To investigate these ideas further, Craswell decided to try learning from `resource lists'; that is, data from directories such as Yahoo or DMOZ. The idea here was to compare the results of a conventional search engine on some corpus with the pages listed for that topic by a human editor, on the basis that the human-listed pages would be in some sense the most useful. Further, it can probably be assumed that the audiences for a directory service is similar to that for a search engine.
These experiments were done with a few million pages from the US and Australian governments, and some more from Australian and UK research sites; the directory data were taken from Yahoo and DMOZ. Out of about a million US government pages, about 2,000 were listed in the directories.
The results of the experiments were essentially that, by ranking search results by a linear combination of some query-independent rating and the results of the standard BM25 relevance measurement, it's possible to push the human-chosen sites from the directory up to the top of the search results. URL depth (number of dots in host name or number of elements in the path or the sum of both) doesn't work tremendously well, but URL length (in characters) works OK. (One interesting result was that short host names in .gov tended to be better results than long ones, but long host names in .ac.uk were better than short; this probably isn't very surprising when you think about it....)
Link-based methods worked better; Craswell showed two, one of which was simply `indegree' (number of links to this page from other pages in the corpus), and the other was some secret technology which he didn't tell us -- or Google -- about. Of course, on limited corpora like these, there was no need to worry about `spamming' of the search engine results, so Craswell was able to claim that indegree and PageRank were approximately equally useful measures. This is certainly not the real world!
The best results were obtained with about 75% weighting to BM25 and 25% to the link-counting measure; or with about 8% BM25 and 92% URL-length. The idea of choosing these weightings based on how specific -- or, easier, how long -- the query is, was also raised. The idea being that if I search for ``Microsoft' I probably want a highly-linked page such as the Microsoft home page, whereas if I search for something really detailed about an API call or application bug, I need a specific page, probably deep on the Microsoft site, which isn't likely to be highly linked-to. (One thing I notice about Google is that, for rather specific queries, it likes to return postings from archived mailing lists. I don't know whether this is because mailing list archives are heavily cross-linked, or simply because a substantial fraction of the technical discourse on the web is contained in mailing list archives....)

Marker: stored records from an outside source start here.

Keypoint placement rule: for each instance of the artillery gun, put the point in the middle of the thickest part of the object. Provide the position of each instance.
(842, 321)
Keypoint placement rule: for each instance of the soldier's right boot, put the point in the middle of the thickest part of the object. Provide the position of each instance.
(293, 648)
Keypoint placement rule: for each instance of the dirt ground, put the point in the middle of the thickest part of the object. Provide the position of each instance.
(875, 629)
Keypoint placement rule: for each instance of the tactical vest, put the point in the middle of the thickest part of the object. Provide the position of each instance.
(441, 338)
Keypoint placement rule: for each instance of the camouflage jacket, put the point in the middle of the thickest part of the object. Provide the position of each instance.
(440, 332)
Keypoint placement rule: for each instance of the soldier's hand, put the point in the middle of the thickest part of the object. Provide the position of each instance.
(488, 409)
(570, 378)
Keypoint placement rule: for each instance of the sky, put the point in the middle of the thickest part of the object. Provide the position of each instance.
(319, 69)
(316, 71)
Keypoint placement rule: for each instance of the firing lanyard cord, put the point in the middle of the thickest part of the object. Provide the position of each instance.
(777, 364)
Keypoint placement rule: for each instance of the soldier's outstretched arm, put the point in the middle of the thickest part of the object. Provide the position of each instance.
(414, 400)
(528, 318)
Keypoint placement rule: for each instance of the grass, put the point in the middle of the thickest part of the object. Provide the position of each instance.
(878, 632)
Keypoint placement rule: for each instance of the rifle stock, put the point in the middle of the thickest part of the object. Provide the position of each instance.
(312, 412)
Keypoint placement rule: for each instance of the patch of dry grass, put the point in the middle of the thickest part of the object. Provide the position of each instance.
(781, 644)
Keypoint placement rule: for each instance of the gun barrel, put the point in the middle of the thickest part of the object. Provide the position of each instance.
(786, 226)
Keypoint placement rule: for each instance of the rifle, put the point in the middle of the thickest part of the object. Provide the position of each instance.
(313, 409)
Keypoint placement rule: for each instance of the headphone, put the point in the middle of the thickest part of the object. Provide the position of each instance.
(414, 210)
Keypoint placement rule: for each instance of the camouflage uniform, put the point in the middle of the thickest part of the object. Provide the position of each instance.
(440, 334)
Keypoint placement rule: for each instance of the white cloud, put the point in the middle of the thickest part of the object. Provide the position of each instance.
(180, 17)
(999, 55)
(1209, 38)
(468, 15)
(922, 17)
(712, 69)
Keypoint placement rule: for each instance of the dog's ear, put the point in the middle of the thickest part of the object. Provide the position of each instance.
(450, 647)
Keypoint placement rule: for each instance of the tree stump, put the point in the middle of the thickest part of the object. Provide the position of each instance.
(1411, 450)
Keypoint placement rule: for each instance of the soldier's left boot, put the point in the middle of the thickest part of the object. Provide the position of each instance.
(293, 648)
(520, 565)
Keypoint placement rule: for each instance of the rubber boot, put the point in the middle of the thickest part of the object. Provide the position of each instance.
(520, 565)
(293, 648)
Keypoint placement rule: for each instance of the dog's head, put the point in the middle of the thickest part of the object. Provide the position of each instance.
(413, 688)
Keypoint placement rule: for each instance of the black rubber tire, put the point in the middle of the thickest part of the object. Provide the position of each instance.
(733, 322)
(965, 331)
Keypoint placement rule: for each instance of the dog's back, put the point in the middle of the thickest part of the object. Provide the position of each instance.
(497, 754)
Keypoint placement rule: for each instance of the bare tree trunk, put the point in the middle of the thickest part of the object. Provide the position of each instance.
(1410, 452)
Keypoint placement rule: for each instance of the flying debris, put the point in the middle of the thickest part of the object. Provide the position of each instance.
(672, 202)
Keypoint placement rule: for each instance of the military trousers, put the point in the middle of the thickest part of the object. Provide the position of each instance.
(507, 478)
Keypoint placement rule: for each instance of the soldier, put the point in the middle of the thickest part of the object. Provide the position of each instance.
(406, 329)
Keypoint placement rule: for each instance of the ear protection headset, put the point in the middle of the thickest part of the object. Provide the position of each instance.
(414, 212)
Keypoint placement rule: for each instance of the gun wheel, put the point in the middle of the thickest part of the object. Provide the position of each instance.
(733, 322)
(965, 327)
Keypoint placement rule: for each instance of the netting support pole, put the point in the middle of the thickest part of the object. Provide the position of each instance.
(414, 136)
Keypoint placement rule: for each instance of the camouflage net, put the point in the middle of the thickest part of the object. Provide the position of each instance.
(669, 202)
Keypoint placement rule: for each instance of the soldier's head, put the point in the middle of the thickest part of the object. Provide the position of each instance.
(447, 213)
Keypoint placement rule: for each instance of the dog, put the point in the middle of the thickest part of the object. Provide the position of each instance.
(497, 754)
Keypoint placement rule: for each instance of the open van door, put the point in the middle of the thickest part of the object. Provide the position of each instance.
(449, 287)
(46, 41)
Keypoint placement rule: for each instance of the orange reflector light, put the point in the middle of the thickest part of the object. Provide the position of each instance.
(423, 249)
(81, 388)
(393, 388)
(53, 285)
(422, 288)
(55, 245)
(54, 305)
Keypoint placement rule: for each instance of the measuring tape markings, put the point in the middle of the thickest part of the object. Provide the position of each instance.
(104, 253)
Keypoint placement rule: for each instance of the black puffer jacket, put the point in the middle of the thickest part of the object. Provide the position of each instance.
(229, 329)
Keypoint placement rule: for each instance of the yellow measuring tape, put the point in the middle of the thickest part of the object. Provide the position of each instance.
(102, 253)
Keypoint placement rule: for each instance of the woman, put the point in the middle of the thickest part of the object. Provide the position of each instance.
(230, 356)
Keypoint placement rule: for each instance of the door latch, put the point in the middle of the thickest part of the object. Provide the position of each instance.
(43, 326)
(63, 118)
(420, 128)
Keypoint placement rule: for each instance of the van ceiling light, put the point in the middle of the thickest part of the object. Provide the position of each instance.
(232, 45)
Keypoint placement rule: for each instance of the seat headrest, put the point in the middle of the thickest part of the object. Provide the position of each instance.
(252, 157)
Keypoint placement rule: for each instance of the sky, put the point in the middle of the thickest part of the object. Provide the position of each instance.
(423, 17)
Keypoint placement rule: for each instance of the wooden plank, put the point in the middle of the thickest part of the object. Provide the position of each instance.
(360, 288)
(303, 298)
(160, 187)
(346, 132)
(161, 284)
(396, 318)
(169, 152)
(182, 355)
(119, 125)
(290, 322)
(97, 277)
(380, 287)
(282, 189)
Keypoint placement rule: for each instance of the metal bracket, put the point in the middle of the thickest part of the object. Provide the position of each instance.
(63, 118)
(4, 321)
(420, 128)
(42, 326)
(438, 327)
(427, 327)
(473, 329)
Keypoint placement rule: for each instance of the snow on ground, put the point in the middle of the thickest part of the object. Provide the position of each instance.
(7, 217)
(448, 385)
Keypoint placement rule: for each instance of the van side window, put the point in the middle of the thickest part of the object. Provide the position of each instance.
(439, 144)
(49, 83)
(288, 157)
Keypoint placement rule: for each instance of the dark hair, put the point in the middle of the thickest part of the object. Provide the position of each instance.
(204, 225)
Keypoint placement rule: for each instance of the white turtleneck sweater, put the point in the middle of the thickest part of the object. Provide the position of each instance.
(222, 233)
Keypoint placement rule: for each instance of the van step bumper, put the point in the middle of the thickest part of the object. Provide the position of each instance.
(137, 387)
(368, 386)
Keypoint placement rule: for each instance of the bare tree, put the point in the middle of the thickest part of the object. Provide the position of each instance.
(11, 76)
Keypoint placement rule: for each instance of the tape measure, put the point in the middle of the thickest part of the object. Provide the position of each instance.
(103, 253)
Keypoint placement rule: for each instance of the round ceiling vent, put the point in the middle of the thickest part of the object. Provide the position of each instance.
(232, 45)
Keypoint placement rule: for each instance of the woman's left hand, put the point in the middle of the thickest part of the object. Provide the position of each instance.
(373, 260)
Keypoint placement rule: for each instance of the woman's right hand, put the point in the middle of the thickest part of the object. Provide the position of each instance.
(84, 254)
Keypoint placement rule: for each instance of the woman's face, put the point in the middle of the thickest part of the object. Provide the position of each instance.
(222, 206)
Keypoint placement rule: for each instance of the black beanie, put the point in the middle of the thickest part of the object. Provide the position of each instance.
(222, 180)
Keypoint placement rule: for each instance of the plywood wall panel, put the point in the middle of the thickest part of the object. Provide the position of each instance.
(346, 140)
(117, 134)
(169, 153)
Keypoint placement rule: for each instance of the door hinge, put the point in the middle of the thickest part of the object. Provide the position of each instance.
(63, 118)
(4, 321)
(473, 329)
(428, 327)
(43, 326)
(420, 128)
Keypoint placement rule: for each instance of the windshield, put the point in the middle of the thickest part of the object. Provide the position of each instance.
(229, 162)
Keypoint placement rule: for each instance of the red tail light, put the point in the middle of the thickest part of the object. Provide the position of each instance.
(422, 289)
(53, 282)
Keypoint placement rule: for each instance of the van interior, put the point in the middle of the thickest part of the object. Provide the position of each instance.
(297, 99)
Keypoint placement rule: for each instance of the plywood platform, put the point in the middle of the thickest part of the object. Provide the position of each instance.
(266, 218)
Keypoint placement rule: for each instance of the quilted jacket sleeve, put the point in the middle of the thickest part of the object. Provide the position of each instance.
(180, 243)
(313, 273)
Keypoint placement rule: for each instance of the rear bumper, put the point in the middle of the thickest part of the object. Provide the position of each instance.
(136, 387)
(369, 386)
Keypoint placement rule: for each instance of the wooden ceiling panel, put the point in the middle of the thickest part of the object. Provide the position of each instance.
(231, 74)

So, anyway, this was all very interesting. It's not really clear that it's useful or relevant, though. One thing to bear in mind is that lists like those on Yahoo or DMOZ are mostly compiled by human editors using Google anyway, so it probably shouldn't come as too much of a shock that a search engine which replicates some of the features of Google scores those pages highly. Another problem is that it's not really clear that the sites listed on directories are actually that useful; they're good for finding home pages, but for really specific queries, they're not typically very helpful. 'Course, it would have been a little blatant to try to match the experimental results against those that Google gives. The whole talk seemed to be a bit of an apologia for the conventional views held by the IR community: ``we have demonstrated that these techniques aren't any good, so how is it that they work so well in reality?''
I've just noticed the caption at the top of the Weblogs.Com front page:
Welcome to the meeting place for blogging excellence on the Internet. Any weblog can participate.
-- am I the only person to spot the contradiction?
Oh dear. It seems that Eric S. Raymond has fallen off the deep end; first fetchmail, and now this: a noxious screed advocating shooting police officers.
A silly idea: take the adverts for houses for sale which streetmap.co.uk (or, rather, its partner SoldIt) displays on each map page, find the average price in each region, and plot it up on a map, like this one.
There are some serious problems with this approach (in particular with the data quality). Drop me a line if you want a copy of the code to play with, anyway.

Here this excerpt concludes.